I like statistics. I like to think statistically, to recognize that there is a percent chance of one outcome that can be influenced by other factors. I enjoy looking at best fit lines, seeing that there are correlations between different variables, and seeing how trend-lines change if you control for different variables. However, statistics and trend lines don’t actually tell us anything about causality.
In The Book of Why Judea Pearl writes, “the slope (after scaling) is the same no matter whether you plot X against Y or Y against X. In other words, the slope is completely agnostic as to cause and effect. One variable could cause the other, or they could both be effects of a third cause; for the purpose of prediction, it does not matter.”
In statistics we all know that correlation is not causation, but this quote helps us remember important information when we see a statistical analysis and a plot with linear regression line running through it. The regression line is like the owl that Pearl had described earlier in the book. The owl is able to predict where a mouse is likely to be and able to predict which direction it will run, but the owl does not seem to know why a mouse is likely to be in a given location or why it is likely to run in one direction over another. It simply knows from experience and observation what a mouse is likely to do.

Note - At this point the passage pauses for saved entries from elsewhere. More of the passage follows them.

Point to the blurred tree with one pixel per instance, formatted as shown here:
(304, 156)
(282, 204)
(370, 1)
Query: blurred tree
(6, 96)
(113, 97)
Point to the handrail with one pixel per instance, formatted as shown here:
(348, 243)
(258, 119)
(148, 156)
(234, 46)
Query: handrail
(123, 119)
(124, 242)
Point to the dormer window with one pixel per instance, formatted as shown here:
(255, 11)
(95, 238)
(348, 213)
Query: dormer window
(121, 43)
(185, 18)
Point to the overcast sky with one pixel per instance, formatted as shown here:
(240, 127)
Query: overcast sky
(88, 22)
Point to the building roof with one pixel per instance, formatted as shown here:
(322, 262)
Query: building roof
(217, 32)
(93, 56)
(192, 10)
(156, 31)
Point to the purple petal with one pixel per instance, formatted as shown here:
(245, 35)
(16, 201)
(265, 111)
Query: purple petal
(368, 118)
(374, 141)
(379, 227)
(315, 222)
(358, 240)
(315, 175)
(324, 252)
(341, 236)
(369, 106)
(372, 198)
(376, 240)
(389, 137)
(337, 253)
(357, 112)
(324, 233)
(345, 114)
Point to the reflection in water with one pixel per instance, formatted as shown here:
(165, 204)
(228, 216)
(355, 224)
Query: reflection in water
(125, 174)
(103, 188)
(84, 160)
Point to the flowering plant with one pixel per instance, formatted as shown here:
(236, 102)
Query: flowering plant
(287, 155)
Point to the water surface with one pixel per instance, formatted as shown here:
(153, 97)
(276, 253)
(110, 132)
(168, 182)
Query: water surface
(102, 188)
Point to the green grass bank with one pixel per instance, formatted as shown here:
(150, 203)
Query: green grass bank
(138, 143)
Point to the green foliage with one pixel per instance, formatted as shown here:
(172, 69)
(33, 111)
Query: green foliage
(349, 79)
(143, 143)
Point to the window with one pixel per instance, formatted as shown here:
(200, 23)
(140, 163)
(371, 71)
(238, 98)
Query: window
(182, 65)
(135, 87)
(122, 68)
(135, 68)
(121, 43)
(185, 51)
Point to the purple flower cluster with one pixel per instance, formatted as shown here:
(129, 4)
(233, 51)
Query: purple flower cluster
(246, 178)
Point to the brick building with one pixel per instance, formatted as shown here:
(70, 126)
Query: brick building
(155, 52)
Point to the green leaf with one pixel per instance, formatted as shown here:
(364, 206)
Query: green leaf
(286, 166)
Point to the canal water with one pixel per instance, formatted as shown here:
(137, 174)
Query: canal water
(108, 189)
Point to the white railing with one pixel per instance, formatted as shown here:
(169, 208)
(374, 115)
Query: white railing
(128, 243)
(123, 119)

The regression line is a best fit for numerous observations, but it doesn’t tell us whether one variable causes another or whether both are influenced in a similar manner by another variable. The regression line knows where the mouse might be and where it might run, but it doesn’t know why.
In statistics courses we end at this point of correlation. We might look for other variables that are correlated or try to control for third variables to see if the relationship remains, but we never answer the question of causality, we never get to the why. Pearl thinks this is a limitation we do not need to put on ourselves. Humans, unlike owls, can understand causality, we can recognize the various reasons why a mouse might be hiding under a bush, and why it may chose to run in one direction rather than another. Correlations can help us start to see where relationships exist, but it is the ability of our mind to understand causal pathways that helps us determine causation.
Pearl argues that statisticians avoid these causal arguments out of caution, but that it only ends up creating more problems down the line. Important statistical research in areas of high interest or concern to law-makers, business people, or the general public are carried beyond the cautious bounds that causality-averse statisticians place on their work. Showing correlations without making an effort to understand the causality behind it makes scientific work vulnerable to the epistemically malevolent who would like to use correlations to their own ends. While statisticians rigorously train themselves to understand that correlation is not causation, the general public and those struck with motivated reasoning don’t hold themselves to the same standard. Leaving statistical analysis at the level of correlation means that others can attribute the cause and effect of their choice to the data, and the proposed causal pathways can be wildly inaccurate and even dangerous. Pearl suggests that statisticians and researchers are thus obligated to do more with causal structures, to round off their work and better develop ideas of causation that can be defended once their work is beyond the world of academic journals.